Le indagini, effettuate dalla Seconda Sezione della Mobile, dove operano unità specializzate nel contrasto alla violenza di genere, traevano origine dalle lesioni subite dalla vittima, una ragazza di 28 anni, che   raccontava in Questura che il suo ex fidanzato, non accettando la fine della loro relazione, aveva iniziato a perseguitarla e in due occasioni l’aveva anche picchiata, seguendola anche nei pressi del suo posto di lavoro. In un’occasione l’uomo le aveva anche sottratto  con la forza il cellulare per  controllare se avesse un’altra relazione.

I riscontri investigativi venivano trasfusi in una dettagliata informativa di reato consentendo all’A.G. di emettere la misura cautelare nei confronti dell’indagato  del Divieto di Avvicinamento ai luoghi frequentati dalla parte offesa.

Si rappresenta che negli ultimi tre mesi l’attività della Sezione specializzata, impegnata   nel contrasto dei reati contro la violenza sulle donne ha notificato ben tre misure cautelari del Divieto di Avvicinamento alla persona offesa.

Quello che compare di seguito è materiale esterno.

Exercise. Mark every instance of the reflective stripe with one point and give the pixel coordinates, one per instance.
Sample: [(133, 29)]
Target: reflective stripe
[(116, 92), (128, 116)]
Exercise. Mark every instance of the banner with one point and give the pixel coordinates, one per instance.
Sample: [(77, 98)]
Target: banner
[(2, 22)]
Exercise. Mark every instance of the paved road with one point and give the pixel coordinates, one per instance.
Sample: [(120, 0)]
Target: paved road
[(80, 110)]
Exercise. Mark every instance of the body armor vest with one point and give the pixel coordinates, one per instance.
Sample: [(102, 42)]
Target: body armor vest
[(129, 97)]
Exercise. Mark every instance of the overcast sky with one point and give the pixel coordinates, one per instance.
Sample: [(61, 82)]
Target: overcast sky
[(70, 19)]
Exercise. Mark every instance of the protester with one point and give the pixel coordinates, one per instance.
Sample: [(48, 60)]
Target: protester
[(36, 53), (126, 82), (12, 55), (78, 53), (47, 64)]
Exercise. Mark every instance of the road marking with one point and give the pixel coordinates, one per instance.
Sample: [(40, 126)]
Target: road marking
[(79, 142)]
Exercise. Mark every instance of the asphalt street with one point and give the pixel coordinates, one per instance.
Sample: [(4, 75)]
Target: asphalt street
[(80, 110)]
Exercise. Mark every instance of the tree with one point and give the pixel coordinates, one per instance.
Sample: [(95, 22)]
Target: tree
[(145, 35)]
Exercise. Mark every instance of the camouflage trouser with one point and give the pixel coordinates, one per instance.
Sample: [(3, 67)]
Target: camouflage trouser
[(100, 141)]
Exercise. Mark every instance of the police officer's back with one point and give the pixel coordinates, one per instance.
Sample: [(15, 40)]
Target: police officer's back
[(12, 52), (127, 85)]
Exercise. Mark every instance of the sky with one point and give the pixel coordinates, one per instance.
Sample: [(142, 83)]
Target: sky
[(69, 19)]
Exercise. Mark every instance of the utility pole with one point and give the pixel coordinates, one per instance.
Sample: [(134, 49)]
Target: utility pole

In particolare un  uomo di 46 anni è stato allontanato dall’abitazione familiare con divieto di avvicinamento alla persona offesa per il reato di maltrattamenti in famiglia commesso nei confronti dell’anziana madre. Lo stesso, infatti,  nonostante l’Ammonimento disposto dal Questore  continuava a maltrattare la donna tenendola sveglia tutta la notte,  minacciandola di morte.

Divieto di Avvicinamento anche per  un  sessantacinquenne, abitante in un paese della provincia, che da diverso tempo perseguitava  una intera famiglia arrivando anche a danneggiare le loro autovetture.

Divieto di Avvicinamento anche per un giovane di 28 anni  che aveva avuto una relazione sentimentale con una ragazza minorenne e,   non accettando la fine della loro storia,  aveva iniziato a perseguitala arrivando a specifiche minacce di morte anche nei confronti del padre,  aggredendolo fisicamente insieme  a altri due  suoi familiari che sono stati denunciati.

Inoltre nel corso dell’attività posta in essere dal personale della Squadra Mobile della Sezione Specializzata nel contrasto ai reati contro la famiglia e i minori, nello stesso periodo sono state denunciate  7 persone tutte responsabili a vario titolo di maltrattamenti in famiglia e atti persecutori.

Permane altissima l’attenzione degli investigatori della Squadra Mobile volta a stroncare  ogni tipo di reato.